Will the California Legislature Save or Punish Ratepayers?

California's legislature is considering a bill (A.B. 327) that may solidify the monopoly status of investor-owned utility companies by charging all ratepayers a fixed fee.  Not only would this unfairly penalize ratepayers who invest their own money to make their homes and businesses energy efficient, it would strangle nascent efforts to democratize our energy grid with rooftop solar.  California ratepayers are already being taken to the bank by utility companies; each utility collects a guaranteed return of over 10% from ratepayers.  No matter what they build or destroy, they can earn a profit.  Even when utility companies make bad decisions, they expect to be compensated and rewarded.  For example, now that Southern California Edison shut down its failed nuclear plant at San Onofre, it wants to collect 2.4 billion dollars from ratepayers, enough money to pay for its misguided investment and earn at least 5.5% extra. 

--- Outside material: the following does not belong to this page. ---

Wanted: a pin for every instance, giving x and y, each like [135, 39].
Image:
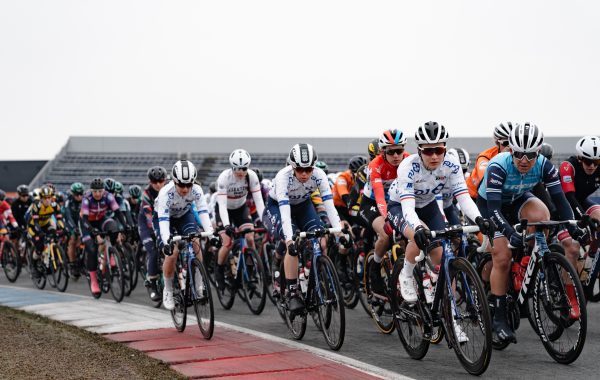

Apparently utility companies don't want to give up this good deal, and they are threatened by the thousands of people who are installing solar panels on their rooftops.   In California, most rooftop solar owners are only credited at the retail rate - they do not earn money, but they can reduce the amount of money they owe on their utility bill.  However, this does not just benefit people with rooftop solar.  All ratepayers benefit from the excess energy generated by rooftop solar because it adds clean energy to the grid without the need to invest in expensive new transmission lines and remote power plants.  If this energy were not coming from the house next door, it would be coming from an expensive power plant hundreds of miles away, requiring dozens of miles of transmission lines.

Solar panels provide shade for students' vehicles at Victor Valley Community College in California.  There are plenty of places to generate clean energy in our cities, but utility companies see this development as a threat.  For every solar panel customers install over parking lots and rooftops, utility companies miss another opportunity to expand profits.
Utility company plans to punish rooftop solar and energy efficiency investments does not add up.  How can we justify this when utility companies continue to earn over 10% for the projects they build on remote wildlands, and even a 5.5% return for the failed San Onofre nuclear power plant?  I would rather invest in energy efficiency and rooftop solar than see another landscape destroyed by utility companies.  Instead of imposing unfair rates on the customers that reduce their burden on the grid, perhaps we should consider cutting the guaranteed profits these monopolistic utility companies are taking from ratepayers.